The first step to successfully create a VRS prescription is to identify and understand the field variability that can be managed with different plant populations. Once the variation is identified, the field can be divided into “zones” that can be managed similarly. These zones can be created within a given field based on various data layers such as historical yields, soil properties, topography and/or aerial imagery. If using yield data, it is important to use multiple years of data from the same crop that will be planted. Accurate yield data is critical when using it for VRS, so it should be recorded from a calibrated yield monitor and the data should be cleaned prior to using it for creating prescriptions. Data from areas that offer a relatively stable yield response over time are ideal.
Once zones are identified, information on agronomic response to seeding rates can be used to create variable rate prescriptions. This allows for customized seeding rate in different zones in the field, potentially resulting in higher yield and lower input cost. Typically for corn, seeding rates are increased in high productivity zones and decreased in low productivity zones. For soybeans, seeding rates are often decreased in high productivity zones and increased in low productivity areas. The ideal number and size of zones will depend on the field size and variability as well as equipment size and capability, however three to five zones within a field are common. Conducting on-farm strip trials makes it possible to observe how yield responds to the seeding rate for each field. Spatial yield analysis can be conducted to help investigate whether VRS has potential to provide a positive return on investment.
When using VRS, it is important to take time to validate prescriptions to ensure target seeding rates are accurately placed to optimize returns. Check strips should be included in the field to evaluate accuracy of the prescription and compare it to the standard practice seeding rate. Over time, this will guide prescription adjustments and hone in on seeding rates that allow for maximize returns.
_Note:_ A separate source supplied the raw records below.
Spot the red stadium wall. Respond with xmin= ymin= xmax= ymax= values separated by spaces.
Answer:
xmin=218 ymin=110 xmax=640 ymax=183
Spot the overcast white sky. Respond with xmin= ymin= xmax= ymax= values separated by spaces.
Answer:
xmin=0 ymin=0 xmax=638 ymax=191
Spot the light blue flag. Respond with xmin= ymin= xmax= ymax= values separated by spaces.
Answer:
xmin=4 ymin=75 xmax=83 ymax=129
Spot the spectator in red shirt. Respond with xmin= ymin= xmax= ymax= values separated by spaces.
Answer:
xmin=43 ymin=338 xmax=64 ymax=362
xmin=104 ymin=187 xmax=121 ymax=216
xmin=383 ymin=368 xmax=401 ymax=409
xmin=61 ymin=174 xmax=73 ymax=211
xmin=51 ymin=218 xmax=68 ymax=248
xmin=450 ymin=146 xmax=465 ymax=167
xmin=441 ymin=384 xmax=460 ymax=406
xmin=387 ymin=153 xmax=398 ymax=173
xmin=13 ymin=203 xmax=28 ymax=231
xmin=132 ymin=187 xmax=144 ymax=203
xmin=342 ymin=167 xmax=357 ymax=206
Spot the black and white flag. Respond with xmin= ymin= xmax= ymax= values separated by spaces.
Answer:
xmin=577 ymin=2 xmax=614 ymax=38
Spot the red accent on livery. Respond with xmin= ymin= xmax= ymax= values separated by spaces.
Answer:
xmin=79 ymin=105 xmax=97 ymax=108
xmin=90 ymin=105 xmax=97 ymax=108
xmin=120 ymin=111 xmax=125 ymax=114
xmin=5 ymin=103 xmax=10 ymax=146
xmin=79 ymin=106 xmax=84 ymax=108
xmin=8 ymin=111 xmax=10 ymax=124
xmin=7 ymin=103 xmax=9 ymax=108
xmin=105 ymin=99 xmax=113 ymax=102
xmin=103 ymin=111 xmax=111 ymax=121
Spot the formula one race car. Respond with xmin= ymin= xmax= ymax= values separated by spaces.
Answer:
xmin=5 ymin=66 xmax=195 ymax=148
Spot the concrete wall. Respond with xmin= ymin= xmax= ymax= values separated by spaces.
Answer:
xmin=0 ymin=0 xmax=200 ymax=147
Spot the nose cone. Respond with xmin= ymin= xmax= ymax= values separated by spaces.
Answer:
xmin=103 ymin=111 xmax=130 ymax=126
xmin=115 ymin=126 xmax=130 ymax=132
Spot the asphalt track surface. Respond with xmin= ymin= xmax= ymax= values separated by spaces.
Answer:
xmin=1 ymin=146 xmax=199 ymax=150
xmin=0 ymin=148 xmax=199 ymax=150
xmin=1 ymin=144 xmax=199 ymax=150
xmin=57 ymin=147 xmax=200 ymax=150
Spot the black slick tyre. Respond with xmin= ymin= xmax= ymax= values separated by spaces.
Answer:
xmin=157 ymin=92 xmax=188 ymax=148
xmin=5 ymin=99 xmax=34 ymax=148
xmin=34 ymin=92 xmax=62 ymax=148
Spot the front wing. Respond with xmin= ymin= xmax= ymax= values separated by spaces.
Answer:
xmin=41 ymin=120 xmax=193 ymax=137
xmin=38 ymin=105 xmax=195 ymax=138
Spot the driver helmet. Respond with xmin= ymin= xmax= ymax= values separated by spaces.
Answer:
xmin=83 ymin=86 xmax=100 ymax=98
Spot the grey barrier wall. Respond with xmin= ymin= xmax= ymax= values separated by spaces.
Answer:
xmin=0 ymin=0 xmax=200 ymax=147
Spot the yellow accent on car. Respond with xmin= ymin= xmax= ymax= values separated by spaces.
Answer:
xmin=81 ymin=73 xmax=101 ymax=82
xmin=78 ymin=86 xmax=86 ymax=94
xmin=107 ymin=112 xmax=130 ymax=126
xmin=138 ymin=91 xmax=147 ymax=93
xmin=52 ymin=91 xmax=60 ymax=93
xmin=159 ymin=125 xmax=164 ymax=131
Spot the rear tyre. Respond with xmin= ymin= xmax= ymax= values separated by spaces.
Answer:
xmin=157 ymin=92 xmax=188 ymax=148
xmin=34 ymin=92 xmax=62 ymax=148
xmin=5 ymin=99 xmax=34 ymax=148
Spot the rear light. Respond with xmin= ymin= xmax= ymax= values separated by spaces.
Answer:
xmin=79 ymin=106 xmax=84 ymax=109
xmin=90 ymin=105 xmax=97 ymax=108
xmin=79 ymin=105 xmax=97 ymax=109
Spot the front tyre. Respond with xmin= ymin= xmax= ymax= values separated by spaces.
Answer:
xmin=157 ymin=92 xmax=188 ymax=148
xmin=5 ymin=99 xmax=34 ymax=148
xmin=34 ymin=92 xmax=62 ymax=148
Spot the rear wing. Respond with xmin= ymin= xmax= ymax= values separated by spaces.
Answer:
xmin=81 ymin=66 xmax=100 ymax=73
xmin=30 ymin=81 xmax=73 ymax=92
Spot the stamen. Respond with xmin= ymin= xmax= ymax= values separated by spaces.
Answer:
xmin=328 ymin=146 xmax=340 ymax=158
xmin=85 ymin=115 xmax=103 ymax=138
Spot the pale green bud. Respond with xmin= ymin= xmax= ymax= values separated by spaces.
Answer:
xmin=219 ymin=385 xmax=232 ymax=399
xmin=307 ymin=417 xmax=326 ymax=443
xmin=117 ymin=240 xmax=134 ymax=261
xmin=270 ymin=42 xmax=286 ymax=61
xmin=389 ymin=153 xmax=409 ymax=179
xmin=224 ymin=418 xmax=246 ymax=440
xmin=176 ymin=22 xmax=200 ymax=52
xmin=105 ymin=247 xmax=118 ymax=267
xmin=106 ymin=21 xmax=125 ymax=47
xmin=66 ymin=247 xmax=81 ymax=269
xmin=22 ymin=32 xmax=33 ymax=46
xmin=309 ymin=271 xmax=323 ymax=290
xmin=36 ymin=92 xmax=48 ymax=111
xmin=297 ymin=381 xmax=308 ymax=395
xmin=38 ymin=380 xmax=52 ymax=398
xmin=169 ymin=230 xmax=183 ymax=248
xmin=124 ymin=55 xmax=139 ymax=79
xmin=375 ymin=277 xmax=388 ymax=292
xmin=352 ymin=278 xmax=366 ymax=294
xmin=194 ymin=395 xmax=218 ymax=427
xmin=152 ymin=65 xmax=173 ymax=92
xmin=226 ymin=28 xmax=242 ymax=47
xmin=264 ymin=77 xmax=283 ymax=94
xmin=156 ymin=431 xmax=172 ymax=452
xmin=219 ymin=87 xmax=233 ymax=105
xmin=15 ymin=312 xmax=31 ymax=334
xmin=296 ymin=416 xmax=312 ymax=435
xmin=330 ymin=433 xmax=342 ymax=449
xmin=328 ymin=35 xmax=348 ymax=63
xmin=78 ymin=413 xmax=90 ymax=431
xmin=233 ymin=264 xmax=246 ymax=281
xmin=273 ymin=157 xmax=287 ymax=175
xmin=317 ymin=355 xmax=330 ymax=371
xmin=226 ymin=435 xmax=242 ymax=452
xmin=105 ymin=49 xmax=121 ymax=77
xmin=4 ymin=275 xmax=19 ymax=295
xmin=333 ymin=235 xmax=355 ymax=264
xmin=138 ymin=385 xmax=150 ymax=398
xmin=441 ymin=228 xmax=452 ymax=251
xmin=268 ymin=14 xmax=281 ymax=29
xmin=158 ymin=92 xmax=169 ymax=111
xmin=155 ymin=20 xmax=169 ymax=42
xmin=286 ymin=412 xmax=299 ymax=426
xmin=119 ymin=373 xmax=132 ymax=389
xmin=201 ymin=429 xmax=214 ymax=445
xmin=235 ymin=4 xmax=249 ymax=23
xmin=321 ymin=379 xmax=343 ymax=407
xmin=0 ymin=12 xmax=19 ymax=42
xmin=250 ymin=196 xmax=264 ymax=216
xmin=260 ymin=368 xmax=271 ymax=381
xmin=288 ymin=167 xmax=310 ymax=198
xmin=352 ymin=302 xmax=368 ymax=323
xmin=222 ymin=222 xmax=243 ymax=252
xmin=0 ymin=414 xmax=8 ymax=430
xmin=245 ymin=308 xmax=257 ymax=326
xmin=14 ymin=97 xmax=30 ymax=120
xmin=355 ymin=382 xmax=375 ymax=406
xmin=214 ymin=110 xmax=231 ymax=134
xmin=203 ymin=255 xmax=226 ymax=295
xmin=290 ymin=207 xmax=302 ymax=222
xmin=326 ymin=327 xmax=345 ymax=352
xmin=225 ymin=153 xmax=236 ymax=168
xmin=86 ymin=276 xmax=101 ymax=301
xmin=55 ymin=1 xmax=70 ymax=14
There are many precision ag tools that can help manage data, create prescriptions and analyze spatial yield results (e.g. SMS, Encirca, John Deere Operations Center, Fieldview). Participants at the 2019 MSU Agriculture Innovation Day
attending the “Art and Science of Variable Rate Seeding” session will learn more about these precision ag tools, explore the importance of proper data stewardship, calculate return on investment of VRS for individual fields, and learn the necessity of check strips to evaluate the accuracy of prescriptions.
MSU Agriculture Innovation Day is an annual event focusing on in-depth education on critical topics. The event rotates to various locations throughout the state to give farmers access to experts who can help them improve their businesses while maintaining environmentally sound practices on their farms.